If you have ever been interested in meditation , you will have realized that it is a practice whose fruits are not collected overnight. Meditating requires months of practice, perseverance and, as much as it may not seem physically demanding, it also requires effort.

If we add to this the fact that the supposed benefits of meditation are not always well supported empirically and sometimes consist of simple New Age proclamations, it is not surprising that some people give up after the first days of practice, exhausted and unmotivated by the apparent lack of immediate incentives.

However, among the oceans of opinions and value judgments about meditation one can also find some scientific publications that serve to shed light on the question that everyone wants to know: what are the benefits of meditation that have a scientific basis?

Some benefits of meditation that probably exist

Although meditation has been engendered in a philosophy and culture far from Western rationalism, there are some studies that show possible effects of meditation, surely because of its possible therapeutic application at very low prices. Below you will find a list of some of these possible benefits of meditation that are supported by science research groups.

However, we must bear in mind that these scientific articles serve to describe correlations and give them an interpretation, although it is not very well known how changes are produced in our body through these century-old practices.

1. Mitigates the effects of stress

Some research indicates that the continued practice of meditation helps to combat stress and its adverse effects. For example, research involving cancer patients showed improvement not only in terms of stress, but also in symptoms of depression, confusion and other scales in both men and women.

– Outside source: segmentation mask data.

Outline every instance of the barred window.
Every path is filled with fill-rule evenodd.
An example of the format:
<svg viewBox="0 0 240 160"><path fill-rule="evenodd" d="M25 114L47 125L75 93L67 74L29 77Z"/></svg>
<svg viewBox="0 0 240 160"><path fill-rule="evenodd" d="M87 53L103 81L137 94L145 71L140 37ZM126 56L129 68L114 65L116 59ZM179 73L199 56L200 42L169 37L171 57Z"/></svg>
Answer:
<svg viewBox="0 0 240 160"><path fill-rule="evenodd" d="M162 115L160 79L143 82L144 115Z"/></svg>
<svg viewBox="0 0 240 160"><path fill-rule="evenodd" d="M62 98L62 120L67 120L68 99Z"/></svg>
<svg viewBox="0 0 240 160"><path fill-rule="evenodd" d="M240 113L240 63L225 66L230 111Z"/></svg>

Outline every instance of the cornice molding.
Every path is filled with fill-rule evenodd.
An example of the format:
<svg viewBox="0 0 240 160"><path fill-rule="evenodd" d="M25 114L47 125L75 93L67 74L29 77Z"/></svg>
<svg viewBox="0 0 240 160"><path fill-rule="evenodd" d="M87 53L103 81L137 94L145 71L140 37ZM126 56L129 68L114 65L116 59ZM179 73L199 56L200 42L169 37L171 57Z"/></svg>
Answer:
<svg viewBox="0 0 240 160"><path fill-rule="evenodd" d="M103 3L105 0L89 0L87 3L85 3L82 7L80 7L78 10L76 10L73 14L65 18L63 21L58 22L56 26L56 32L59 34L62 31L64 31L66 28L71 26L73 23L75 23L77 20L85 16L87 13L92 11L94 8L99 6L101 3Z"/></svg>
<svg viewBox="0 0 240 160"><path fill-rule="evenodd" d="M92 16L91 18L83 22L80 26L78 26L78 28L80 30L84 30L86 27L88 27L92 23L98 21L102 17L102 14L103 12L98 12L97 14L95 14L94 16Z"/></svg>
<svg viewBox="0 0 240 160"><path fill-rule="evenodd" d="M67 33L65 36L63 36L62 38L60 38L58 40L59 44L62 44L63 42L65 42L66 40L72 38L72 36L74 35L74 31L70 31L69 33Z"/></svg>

2.May have positive effects on the immune system

It has been shown that a number of volunteers in a Mindfulness program developed more antibodies to the flu, which means that one of the benefits of meditation can impact the immune system. The article was published in Psychosomatic Medicine .

3. Improves attention span

It has been proven in multitasking tests (doing several things at once) and in a study on attentional blink, which occurs when one stimulus is overshadowed by another that precedes it with little time between them and therefore the individual is only aware of the first one. People who had been meditating showed a reduction in attentional blink, which means that they learned to better manage the resources of the brain on which attention depends.

4.It is useful for empathizing and connecting with others

Another probable benefit of meditation is found in the relationship with others. A few minutes of meditation have been shown to be effective in predisposing people to closer personal contact with strangers.

5.Increases tolerance for pain

Four days of Mindfulness have been shown to reduce the sensation of pain and produce changes in the brain structures associated with pain processing.

6.Improves memory and other cognitive functions

A few sessions of Mindfulness can translate into improved working memory and visuospatial processing.

7.Encourages the emergence of positive thoughts

Among the benefits of meditation, one that cannot be missed is that of positive psychology, one of the currents that makes most use of relaxation practices. A certain type of meditation has been shown to help keep unadaptive beliefs at bay, maintain habits with important meaning, and generally think positively.

Bibliographic references:

  • DeRose, Master (1995). Advanced Yôga, Swásthya Yôga Shástra. Buenos Aires: Deva’s de Longseller.
  • Jung, Carl Gustav (2008). Complete work: Volume 11. About the Psychology of Western and Eastern Religion. XIV. About the psychology of oriental meditation (1943/1948). Madrid: Trotta.